The EPIP pre-conference is dubbed "Innovation and Legacy: The Place of the Next Generation in Philanthropy" to evoke both the great changes a new generation of grantmakers will bring to the sector and the storied tradition they inherit and will eventually pass on to others. It's a look at philanthropy from a generational perspective, past, present, and future, so it's only fitting we next gens were visited by three spirits.
(My philanthropic education thus complete - and "A Christmas Carol" is nothing if not a man's philanthropic education - I plan to call room service tomorrow and demand the turkey as big as me.)
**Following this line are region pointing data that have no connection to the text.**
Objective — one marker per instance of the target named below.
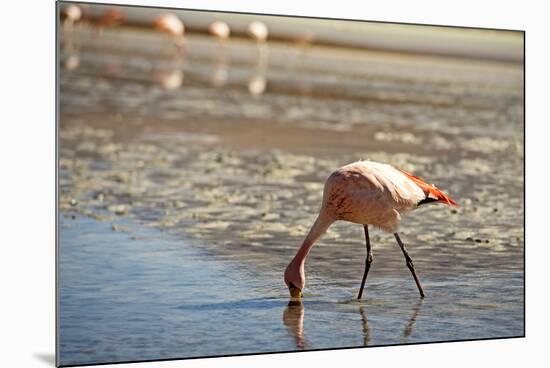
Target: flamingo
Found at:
(171, 23)
(258, 30)
(220, 30)
(366, 193)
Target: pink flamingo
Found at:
(367, 193)
(172, 24)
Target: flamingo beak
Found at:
(295, 292)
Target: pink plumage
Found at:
(367, 193)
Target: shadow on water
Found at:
(293, 319)
(257, 303)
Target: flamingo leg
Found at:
(368, 261)
(409, 264)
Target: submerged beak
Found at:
(295, 292)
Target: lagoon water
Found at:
(144, 295)
(185, 189)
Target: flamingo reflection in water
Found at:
(293, 319)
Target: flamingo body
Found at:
(219, 29)
(367, 193)
(170, 23)
(372, 193)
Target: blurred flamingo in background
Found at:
(367, 193)
(220, 30)
(259, 32)
(73, 14)
(172, 24)
(257, 84)
(111, 17)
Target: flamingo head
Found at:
(295, 280)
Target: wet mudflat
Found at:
(186, 187)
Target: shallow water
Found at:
(144, 295)
(183, 196)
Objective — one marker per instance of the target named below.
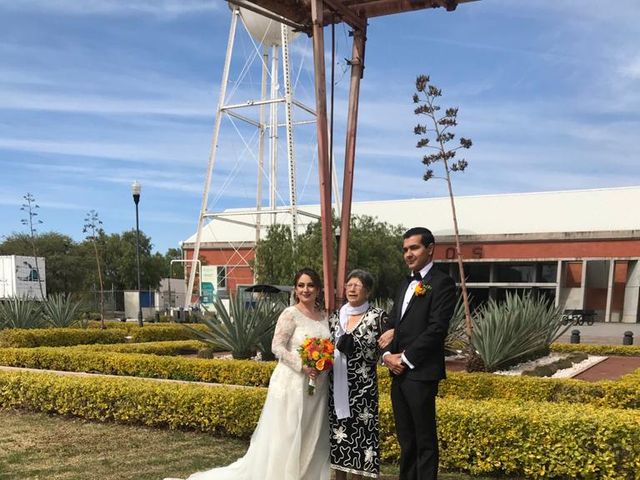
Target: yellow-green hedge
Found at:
(477, 386)
(59, 337)
(226, 410)
(593, 349)
(238, 372)
(624, 393)
(537, 440)
(176, 347)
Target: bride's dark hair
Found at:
(317, 282)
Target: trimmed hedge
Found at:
(225, 410)
(624, 393)
(593, 349)
(539, 440)
(176, 347)
(59, 337)
(237, 372)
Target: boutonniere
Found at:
(421, 289)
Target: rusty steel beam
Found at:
(357, 69)
(297, 13)
(378, 8)
(347, 15)
(323, 153)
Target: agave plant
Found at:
(240, 329)
(60, 310)
(520, 327)
(20, 312)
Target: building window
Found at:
(515, 273)
(547, 272)
(477, 272)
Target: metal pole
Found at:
(357, 68)
(323, 154)
(136, 199)
(288, 101)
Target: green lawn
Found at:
(39, 446)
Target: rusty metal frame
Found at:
(323, 153)
(311, 16)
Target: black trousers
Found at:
(414, 409)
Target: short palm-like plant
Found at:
(517, 328)
(20, 312)
(240, 329)
(60, 310)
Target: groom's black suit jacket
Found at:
(421, 331)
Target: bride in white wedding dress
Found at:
(291, 441)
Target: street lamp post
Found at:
(136, 188)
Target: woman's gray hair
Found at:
(365, 277)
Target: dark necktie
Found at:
(416, 276)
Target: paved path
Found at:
(603, 333)
(610, 369)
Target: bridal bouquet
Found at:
(316, 353)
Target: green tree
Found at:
(120, 267)
(274, 261)
(67, 265)
(374, 246)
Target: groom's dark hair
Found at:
(425, 235)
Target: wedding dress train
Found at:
(291, 441)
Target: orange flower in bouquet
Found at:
(316, 353)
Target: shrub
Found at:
(536, 440)
(240, 372)
(178, 347)
(223, 410)
(60, 310)
(54, 337)
(518, 328)
(623, 394)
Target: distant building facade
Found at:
(580, 248)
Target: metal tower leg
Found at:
(288, 103)
(212, 152)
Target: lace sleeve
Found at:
(284, 329)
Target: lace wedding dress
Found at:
(291, 441)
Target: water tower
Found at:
(271, 112)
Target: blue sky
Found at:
(98, 93)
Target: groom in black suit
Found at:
(422, 309)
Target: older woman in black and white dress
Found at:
(353, 386)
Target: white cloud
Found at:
(114, 7)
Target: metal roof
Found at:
(530, 214)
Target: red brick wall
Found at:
(237, 262)
(542, 249)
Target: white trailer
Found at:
(22, 277)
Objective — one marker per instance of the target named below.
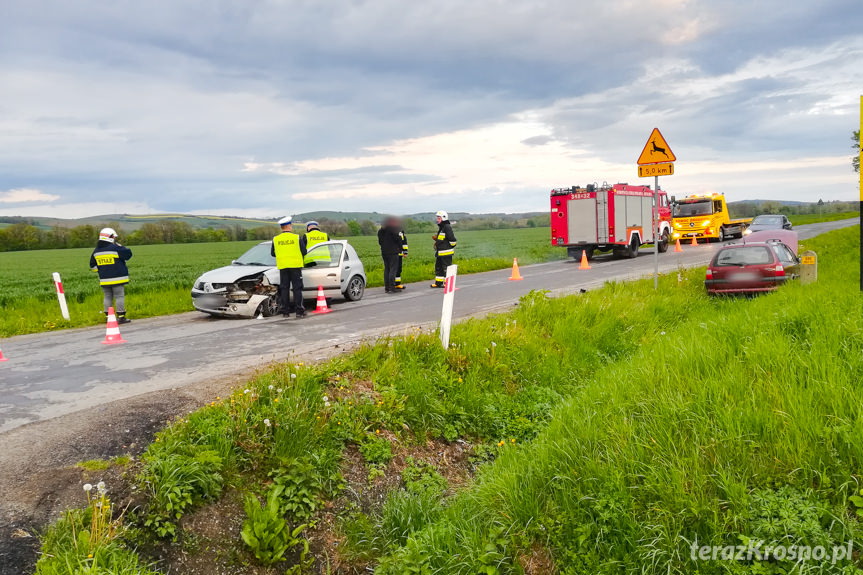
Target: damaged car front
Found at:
(243, 289)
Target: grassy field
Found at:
(607, 433)
(162, 275)
(815, 218)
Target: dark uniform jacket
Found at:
(445, 239)
(390, 241)
(110, 261)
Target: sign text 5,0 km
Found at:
(656, 170)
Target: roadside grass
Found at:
(162, 275)
(610, 430)
(803, 219)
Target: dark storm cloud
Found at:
(164, 102)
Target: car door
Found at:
(788, 260)
(322, 267)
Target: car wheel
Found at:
(356, 288)
(663, 243)
(270, 306)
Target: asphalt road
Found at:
(57, 373)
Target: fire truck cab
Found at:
(619, 218)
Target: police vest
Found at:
(287, 248)
(315, 237)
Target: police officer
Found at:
(313, 236)
(444, 242)
(404, 253)
(289, 254)
(109, 259)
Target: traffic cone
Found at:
(112, 331)
(515, 275)
(322, 302)
(584, 265)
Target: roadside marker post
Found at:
(656, 160)
(448, 299)
(61, 297)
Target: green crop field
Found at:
(619, 431)
(162, 275)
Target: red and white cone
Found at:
(322, 302)
(112, 331)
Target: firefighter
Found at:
(289, 254)
(444, 242)
(109, 260)
(402, 255)
(391, 248)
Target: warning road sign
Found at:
(656, 150)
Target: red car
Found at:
(751, 268)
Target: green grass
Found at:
(617, 427)
(162, 275)
(817, 218)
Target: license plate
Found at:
(744, 277)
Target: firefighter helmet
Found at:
(107, 235)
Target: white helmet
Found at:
(107, 235)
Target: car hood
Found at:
(232, 273)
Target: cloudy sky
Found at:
(264, 107)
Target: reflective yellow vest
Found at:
(287, 248)
(315, 237)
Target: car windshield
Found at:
(743, 256)
(767, 221)
(257, 256)
(696, 208)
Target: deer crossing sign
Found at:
(656, 150)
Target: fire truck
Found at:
(618, 218)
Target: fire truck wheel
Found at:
(663, 242)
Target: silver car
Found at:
(249, 285)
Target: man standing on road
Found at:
(289, 259)
(391, 248)
(109, 259)
(313, 236)
(444, 241)
(402, 255)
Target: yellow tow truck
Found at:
(705, 217)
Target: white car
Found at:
(250, 284)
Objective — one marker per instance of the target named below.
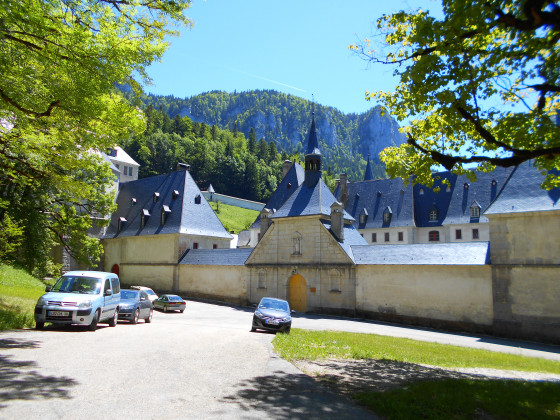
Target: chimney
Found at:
(344, 189)
(265, 221)
(286, 167)
(337, 220)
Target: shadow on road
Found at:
(293, 396)
(19, 380)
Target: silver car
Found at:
(82, 298)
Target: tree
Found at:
(480, 86)
(60, 63)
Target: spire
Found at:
(369, 172)
(313, 172)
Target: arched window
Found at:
(296, 243)
(433, 216)
(262, 280)
(336, 280)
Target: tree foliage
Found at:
(59, 63)
(480, 86)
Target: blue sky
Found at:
(298, 47)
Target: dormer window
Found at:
(165, 211)
(475, 210)
(387, 214)
(122, 223)
(363, 217)
(434, 214)
(144, 217)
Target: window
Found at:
(433, 216)
(262, 280)
(475, 211)
(296, 243)
(335, 280)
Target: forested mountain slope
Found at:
(345, 139)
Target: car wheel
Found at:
(93, 325)
(113, 321)
(134, 319)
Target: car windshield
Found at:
(129, 294)
(274, 304)
(77, 284)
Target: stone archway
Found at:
(297, 293)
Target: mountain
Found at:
(284, 119)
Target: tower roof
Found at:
(312, 142)
(368, 176)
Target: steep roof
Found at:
(186, 210)
(309, 201)
(290, 183)
(523, 193)
(377, 196)
(460, 253)
(233, 256)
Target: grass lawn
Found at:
(454, 398)
(234, 218)
(19, 292)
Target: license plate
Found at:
(58, 313)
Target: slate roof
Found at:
(522, 193)
(376, 197)
(460, 253)
(291, 182)
(309, 201)
(453, 203)
(188, 212)
(233, 256)
(351, 238)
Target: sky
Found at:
(297, 47)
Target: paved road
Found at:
(202, 364)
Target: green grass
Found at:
(19, 292)
(234, 218)
(467, 399)
(447, 398)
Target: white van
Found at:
(81, 298)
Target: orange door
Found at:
(297, 293)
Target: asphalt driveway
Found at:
(203, 363)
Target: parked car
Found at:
(272, 314)
(151, 294)
(82, 298)
(170, 303)
(135, 305)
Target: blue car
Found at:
(135, 305)
(272, 315)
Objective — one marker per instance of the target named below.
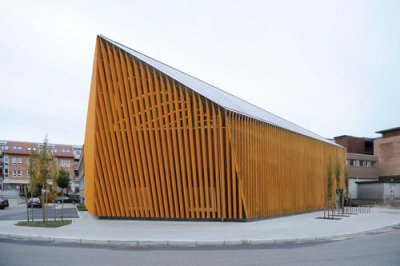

Host Committee Co-Chair Ann Cramer, Director of the Americas at IBM Corporate Citizenship and Corporate Affairs, is every bit the gracious host in her thirty-second hello. Noting her affiliation, she reminded the up-and-coming EPIP attendees, some of whom are high school students, that philanthropic opportunities are available in the corporate world.
Cramer promised anything we might need for a successful pre-conference. She is, she said, "a voice, an advocate, and a friend" to the next generation.
In candid comments, Conference Committee Chair Kathy Merchant, President and CEO of the Greater Cincinnati Foundation, marvelled at the diversity present in the room, remarking that one could put a similar number of people of her generation in the room "and we wouldn't look like you."
History's most diverse generation has come of age and not a moment too soon. As someone who has worked in the nonprofit world her entire professional life, Merchant noted the incredible challenges ahead for our nation and our world and wondered if the structures we have built would be sufficient to handle them.
"We've installed a lot of fences," added Council Board Chair Ralph Smith, Executive Vice President of the Annie E. Casey Foundation. Smith noted his admiration for how EPIP has been able to use generation to unite young people across the barriers erected between different types of grantmakers and between funders and nonprofits.
"It augurs well for our field," he said. "These barriers are not natural, and they're not inherent [to this work]."
Whether these obstacles remain a part of philanthropy will rest with those with the courage and the wisdom to break down the walls that keep those in the sector apart from one another.
"Not many in my generation know how to do that," Smith said.
All in all, this visit from the Council's leadership was both an impressive vote of confidence in the next gens assembled and a recognition of the power of the next generation's collective voice. It wasn't long ago that programs like this were unheard of. And if they did occur, they didn't always receive the welcome we did. That's an innovation I would like to see passed on.